Norwich or Fluvio-marine Crag.—The beds above alluded to ought, perhaps, to be regarded as beds of passage between the glacial formations and those called from a provincial name “Crag,” the newest member of which has been commonly called the “Norwich Crag.” It is chiefly seen in the neighbourhood of Norwich, and consists of beds of incoherent sand, loam, and gravel, which are exposed to view on both banks of the Yare, as at Bramerton and Thorpe. As they contain a mixture of marine, land, and fresh-water shells, with bones of fish and mammalia, it is clear that these beds have been accumulated at the bottom of a sea near the mouth of a river. They form patches rarely exceeding twenty feet in thickness, resting on white chalk. At their junction with the chalk there invariably intervenes a bed called the “Stone-bed,” composed of unrolled chalk-flints, commonly of large size, mingled with the remains of a land fauna comprising Mastodon arvernensis, Elephas meridionalis, and an extinct species of deer. The mastodon, which is a species characteristic of the Pliocene strata of Italy and France, is the most abundant fossil, and one not found in the Cromer forest before mentioned. When these flints, probably long exposed in the atmosphere, became submerged, they were covered with barnacles, and the surface of the chalk became perforated by the Pholas crispata, each fossil shell still remaining at the bottom of its cylindrical cavity, now filled up with loose sand from the incumbent crag. This species of Pholas still exists, and drills the rocks between high and low water on the British coast. The name of “Fluvio-marine” has often been given to this formation, as no less than twenty species of land and fresh-water shells have been found in it. They are all of living species; at least only one univalve, Paludina lenta, has any, and that a very doubtful, claim to be regarded as extinct.

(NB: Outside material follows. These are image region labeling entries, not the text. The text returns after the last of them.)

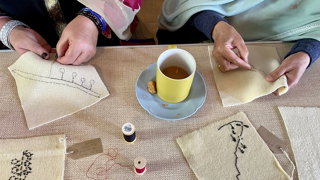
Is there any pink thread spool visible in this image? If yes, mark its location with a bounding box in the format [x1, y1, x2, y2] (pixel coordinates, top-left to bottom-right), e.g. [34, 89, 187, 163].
[133, 157, 147, 175]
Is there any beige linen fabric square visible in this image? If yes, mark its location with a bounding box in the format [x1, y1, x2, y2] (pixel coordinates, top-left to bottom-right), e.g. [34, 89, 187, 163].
[209, 45, 288, 107]
[0, 135, 66, 180]
[278, 107, 320, 180]
[9, 52, 109, 129]
[177, 112, 290, 180]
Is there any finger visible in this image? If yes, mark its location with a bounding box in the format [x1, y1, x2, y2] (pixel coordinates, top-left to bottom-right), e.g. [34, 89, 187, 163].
[56, 38, 69, 57]
[50, 48, 57, 53]
[285, 71, 299, 88]
[57, 46, 81, 64]
[72, 53, 88, 65]
[265, 65, 288, 82]
[237, 41, 249, 63]
[219, 60, 239, 72]
[224, 49, 251, 69]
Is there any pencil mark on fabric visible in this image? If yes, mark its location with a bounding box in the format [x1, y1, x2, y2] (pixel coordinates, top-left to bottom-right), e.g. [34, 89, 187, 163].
[12, 68, 101, 98]
[218, 121, 249, 180]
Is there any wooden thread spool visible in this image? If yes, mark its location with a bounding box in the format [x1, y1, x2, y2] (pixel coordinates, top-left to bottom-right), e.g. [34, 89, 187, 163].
[133, 157, 147, 175]
[122, 123, 136, 144]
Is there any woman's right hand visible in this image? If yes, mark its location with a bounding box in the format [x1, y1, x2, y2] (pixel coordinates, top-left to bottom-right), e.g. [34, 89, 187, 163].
[212, 21, 251, 72]
[9, 26, 51, 59]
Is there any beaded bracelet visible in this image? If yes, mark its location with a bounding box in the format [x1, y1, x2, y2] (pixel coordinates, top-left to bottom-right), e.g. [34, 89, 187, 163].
[78, 8, 108, 33]
[0, 20, 29, 50]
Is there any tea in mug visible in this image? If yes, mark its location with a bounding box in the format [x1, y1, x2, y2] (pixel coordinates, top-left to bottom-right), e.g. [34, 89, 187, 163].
[162, 66, 189, 79]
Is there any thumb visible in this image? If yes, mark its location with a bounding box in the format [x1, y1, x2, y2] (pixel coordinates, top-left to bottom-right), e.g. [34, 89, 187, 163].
[265, 64, 287, 82]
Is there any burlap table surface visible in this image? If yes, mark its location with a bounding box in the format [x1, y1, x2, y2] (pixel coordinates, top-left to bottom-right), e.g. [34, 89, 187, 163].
[0, 44, 320, 180]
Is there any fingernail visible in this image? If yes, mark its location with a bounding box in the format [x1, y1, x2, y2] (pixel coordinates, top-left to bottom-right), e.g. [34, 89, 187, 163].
[266, 75, 272, 81]
[41, 53, 48, 59]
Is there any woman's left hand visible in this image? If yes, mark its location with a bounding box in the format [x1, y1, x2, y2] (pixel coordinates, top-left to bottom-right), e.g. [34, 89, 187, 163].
[57, 15, 99, 65]
[266, 52, 310, 95]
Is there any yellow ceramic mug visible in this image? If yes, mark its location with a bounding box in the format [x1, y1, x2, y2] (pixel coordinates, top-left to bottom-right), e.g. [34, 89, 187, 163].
[156, 48, 196, 103]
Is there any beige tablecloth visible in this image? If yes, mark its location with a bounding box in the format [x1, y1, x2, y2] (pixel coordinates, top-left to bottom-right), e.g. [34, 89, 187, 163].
[0, 44, 320, 180]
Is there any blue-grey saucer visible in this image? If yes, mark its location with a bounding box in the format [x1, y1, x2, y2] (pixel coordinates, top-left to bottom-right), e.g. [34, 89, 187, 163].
[136, 63, 207, 121]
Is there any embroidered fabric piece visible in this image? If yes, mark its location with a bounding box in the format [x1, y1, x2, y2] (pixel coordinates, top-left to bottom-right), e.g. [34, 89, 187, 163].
[209, 45, 288, 107]
[278, 107, 320, 180]
[0, 135, 66, 180]
[9, 52, 109, 129]
[177, 112, 290, 180]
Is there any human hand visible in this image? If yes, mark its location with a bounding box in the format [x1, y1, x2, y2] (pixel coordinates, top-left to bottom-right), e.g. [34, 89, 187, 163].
[265, 52, 310, 95]
[212, 21, 251, 72]
[9, 26, 51, 59]
[57, 15, 99, 65]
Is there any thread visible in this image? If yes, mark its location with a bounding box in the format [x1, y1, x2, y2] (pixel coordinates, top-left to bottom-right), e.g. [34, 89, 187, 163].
[133, 157, 147, 175]
[122, 123, 136, 143]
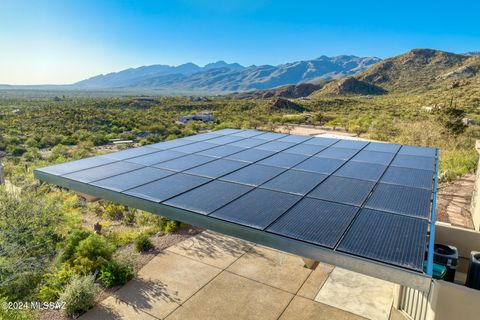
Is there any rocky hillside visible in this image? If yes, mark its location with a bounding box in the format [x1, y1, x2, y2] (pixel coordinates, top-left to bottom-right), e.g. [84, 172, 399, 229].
[72, 55, 380, 93]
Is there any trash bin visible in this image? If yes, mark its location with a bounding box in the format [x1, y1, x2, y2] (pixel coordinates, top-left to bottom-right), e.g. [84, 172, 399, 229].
[465, 251, 480, 290]
[433, 243, 458, 282]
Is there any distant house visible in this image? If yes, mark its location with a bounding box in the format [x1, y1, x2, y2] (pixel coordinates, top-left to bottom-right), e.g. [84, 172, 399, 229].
[177, 111, 215, 124]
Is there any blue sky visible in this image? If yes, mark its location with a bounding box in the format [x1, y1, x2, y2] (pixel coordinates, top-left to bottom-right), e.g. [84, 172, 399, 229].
[0, 0, 480, 84]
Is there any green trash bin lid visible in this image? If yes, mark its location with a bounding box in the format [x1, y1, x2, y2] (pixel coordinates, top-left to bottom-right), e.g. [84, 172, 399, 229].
[423, 261, 447, 280]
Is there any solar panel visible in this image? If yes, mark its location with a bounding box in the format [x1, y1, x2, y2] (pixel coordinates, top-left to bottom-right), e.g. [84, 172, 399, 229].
[171, 140, 218, 153]
[36, 157, 115, 175]
[198, 145, 245, 158]
[259, 152, 308, 169]
[365, 183, 432, 218]
[380, 167, 433, 190]
[284, 143, 326, 156]
[391, 154, 435, 171]
[255, 141, 295, 152]
[308, 176, 375, 206]
[278, 134, 312, 143]
[64, 161, 143, 182]
[335, 161, 387, 181]
[230, 138, 268, 148]
[123, 173, 210, 202]
[294, 157, 345, 174]
[335, 140, 368, 150]
[338, 209, 428, 272]
[306, 137, 339, 147]
[35, 129, 437, 290]
[185, 159, 247, 178]
[261, 170, 328, 196]
[92, 167, 175, 192]
[226, 149, 275, 162]
[316, 147, 358, 160]
[221, 164, 285, 186]
[125, 150, 185, 166]
[398, 146, 437, 158]
[154, 154, 216, 171]
[352, 150, 395, 165]
[210, 189, 300, 230]
[148, 139, 194, 150]
[363, 142, 401, 153]
[103, 147, 158, 160]
[164, 180, 252, 214]
[267, 198, 358, 248]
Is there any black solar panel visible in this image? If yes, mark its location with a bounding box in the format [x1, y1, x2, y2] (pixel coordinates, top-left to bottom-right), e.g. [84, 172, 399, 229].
[123, 173, 210, 202]
[352, 150, 395, 166]
[380, 167, 433, 190]
[308, 176, 375, 206]
[154, 154, 216, 171]
[365, 183, 432, 218]
[284, 143, 326, 156]
[164, 181, 252, 214]
[185, 159, 247, 178]
[261, 170, 328, 196]
[259, 152, 308, 169]
[267, 198, 358, 248]
[255, 141, 295, 152]
[221, 164, 285, 186]
[335, 161, 387, 181]
[64, 161, 143, 182]
[198, 145, 245, 158]
[125, 150, 186, 166]
[103, 147, 158, 160]
[35, 129, 437, 287]
[226, 149, 275, 162]
[38, 157, 116, 175]
[363, 142, 401, 153]
[391, 154, 435, 171]
[210, 189, 301, 230]
[294, 157, 345, 174]
[316, 147, 358, 160]
[92, 167, 175, 192]
[338, 209, 428, 272]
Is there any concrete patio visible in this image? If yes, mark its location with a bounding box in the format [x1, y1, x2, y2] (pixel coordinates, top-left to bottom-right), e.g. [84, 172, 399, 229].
[80, 232, 403, 320]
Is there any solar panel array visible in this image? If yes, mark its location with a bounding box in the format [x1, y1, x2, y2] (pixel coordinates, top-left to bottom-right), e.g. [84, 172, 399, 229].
[35, 129, 437, 272]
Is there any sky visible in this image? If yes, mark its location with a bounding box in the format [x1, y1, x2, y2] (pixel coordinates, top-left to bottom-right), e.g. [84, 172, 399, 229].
[0, 0, 480, 84]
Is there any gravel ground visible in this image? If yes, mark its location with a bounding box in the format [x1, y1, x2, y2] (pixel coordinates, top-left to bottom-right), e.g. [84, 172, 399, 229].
[40, 226, 203, 320]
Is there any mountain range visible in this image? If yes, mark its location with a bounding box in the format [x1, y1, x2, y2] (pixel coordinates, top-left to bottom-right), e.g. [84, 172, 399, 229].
[70, 55, 381, 93]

Of the marine shells, 124 in number, about 18 per cent are extinct, according to the latest estimate given me by Mr. Searles Wood; but, for reasons presently to be mentioned, this percentage must be only regarded as provisional. It must also be borne in mind that the proportion of recent shells would be augmented if the uppermost beds at Bramerton, near Norwich, which belong to the most modern or Chillesford division of the Crag, had been included, as they were formerly, by Mr. Woodward and myself, in the Norwich series. Arctic shells, which formed so large a proportion in the Chillesford and Aldeby beds, are more rare in the Norwich Crag, though many northern species—such as Rhynchonella psittacea, Scalaria Grœnlandica, Astarte borealis, Panopæa Norvegia, and others—still occur. The Nucula Cobboldiæ and Tellina obliqua, Figs. 119 and 120, before mentioned, p. 194, are frequent in these beds, as are also Littorina littorea, Cardium edule, and Turritella communis, of our seas, proving the littoral origin of the beds.

OLDER PLIOCENE STRATA.

Red Crag.—Among the English Pliocene beds the next in antiquity is the Red Crag, which often rests immediately on the London Clay, as in the county of Essex, illustrated in Fig. 121.